Earlier this month, social media’s perpetual-outrage machine went into overdrive when the Miss USA pageant winner, Nevada’s Nia Sanchez, suggested that one answer to the problem of sexual assault on college campuses was for women to “learn to protect themselves.” A flurry of Twitter posts lambasted Sanchez, a black belt in Tae Kwon Do, for promoting “victim-blaming” and “rape culture.” Journalist Emily Yoffe encountered a similar backlash last year when she wrote that teaching young women (and men) to avoid excessive drinking should be part of preventing campus sexual assault. Indeed, the very fact that women are given rape-prevention advice is often cited as proof that our culture condones sexual violence: Otherwise, we would apparently “teach men not to rape.”
But this logic seems almost entirely at odds with how the real world operates with regard to all sorts of criminal acts. No one would ever suggest that companies selling home alarms are promoting a “burglary culture” or that public transit crime prevention tips urging vigilance against pickpockets promote a “theft culture.” No one would argue that, instead, we really should be teaching potential criminals not to pick pockets or break into homes. Nor would anyone claim that we are condoning pedophilia by educating kids about inappropriate touching instead of teaching people not to molest children. In most areas of life, urging caution among people who are at risk of being victimized is simply a matter of common sense.
Yet when it comes to stopping sexual assault on college campuses, such advice is the subject of heated controversy. This emotionally charged dispute has taken on new urgency as allegations of sex crimes on campus gain more visibility, and as both the Obama administration and Congress have stepped up pressure on schools to respond to the problem more aggressively.
Just four decades ago, “loose” women were often seen as undeserving victims, and vestiges of such beliefs may linger today. Citing those cultural attitudes, many women’s groups argue that anti-rape efforts should focus only on educating men. Still, the overwhelming majority of men need no teaching that rape is a repugnant crime. Yet some men still commit it — just as people steal, rob, and even kill despite strong legal and social prohibitions.
Research by Boston-area clinical psychologist David Lisak finds that a tiny minority of young men — about 4 percent — are serial predators who knowingly coerce unwilling women into sex, usually by taking advantage of their intoxication.

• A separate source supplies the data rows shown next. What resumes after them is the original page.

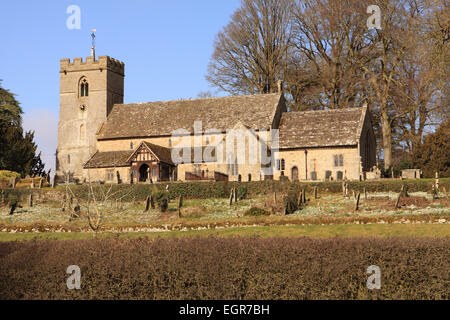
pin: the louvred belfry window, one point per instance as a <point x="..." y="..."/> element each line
<point x="84" y="88"/>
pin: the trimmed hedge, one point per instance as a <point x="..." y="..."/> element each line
<point x="208" y="190"/>
<point x="227" y="269"/>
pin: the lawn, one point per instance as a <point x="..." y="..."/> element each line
<point x="313" y="231"/>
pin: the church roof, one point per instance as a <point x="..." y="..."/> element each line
<point x="324" y="128"/>
<point x="162" y="153"/>
<point x="109" y="159"/>
<point x="155" y="119"/>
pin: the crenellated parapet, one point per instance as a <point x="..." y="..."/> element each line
<point x="102" y="63"/>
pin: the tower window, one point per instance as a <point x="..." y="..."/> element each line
<point x="339" y="160"/>
<point x="82" y="132"/>
<point x="84" y="88"/>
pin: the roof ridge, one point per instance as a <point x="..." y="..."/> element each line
<point x="200" y="99"/>
<point x="326" y="110"/>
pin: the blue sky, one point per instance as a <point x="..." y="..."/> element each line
<point x="166" y="47"/>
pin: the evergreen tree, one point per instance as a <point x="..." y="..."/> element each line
<point x="17" y="149"/>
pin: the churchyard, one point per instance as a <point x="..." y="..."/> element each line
<point x="127" y="209"/>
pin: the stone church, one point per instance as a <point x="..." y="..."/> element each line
<point x="236" y="138"/>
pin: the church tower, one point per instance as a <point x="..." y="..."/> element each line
<point x="88" y="92"/>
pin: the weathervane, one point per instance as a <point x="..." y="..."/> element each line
<point x="93" y="43"/>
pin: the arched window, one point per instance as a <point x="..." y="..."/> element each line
<point x="82" y="132"/>
<point x="84" y="88"/>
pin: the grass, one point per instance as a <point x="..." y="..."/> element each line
<point x="315" y="231"/>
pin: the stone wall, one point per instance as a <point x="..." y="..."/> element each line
<point x="320" y="160"/>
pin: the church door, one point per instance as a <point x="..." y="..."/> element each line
<point x="143" y="173"/>
<point x="294" y="174"/>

These men are also very likely to commit other offenses, from battery to child sexual abuse. The message “don’t rape” is likely to be lost on them. (While violent offenders can sometimes be reformed through learning empathy, this process not only requires intensive intervention but has a fairly modest success rate.)
Much has been made of claims that a Canadian poster campaign reminding men that an unconscious woman cannot consent led to a 10 percent drop in reported sexual assaults. But correlation does not prove causation. In crime surveys in the United States, the rate of sexual assaults dropped by more than 50 percent from 1999 to 2005 with no targeted educational campaigns.
Today’s campus sexual assault prevention programs built around teaching men not to rape focus on telling male students to make extra-sure they have their partner’s consent, even if she seems willing. Such advice is likely to make many decent young men super-anxious or super-chivalrous — to the point of condescension — without having any impact on actual bad guys. It also perpetuates the idea, which Lisak has criticized, that acquaintance rape is a misunderstanding rather than a deliberate act of violence.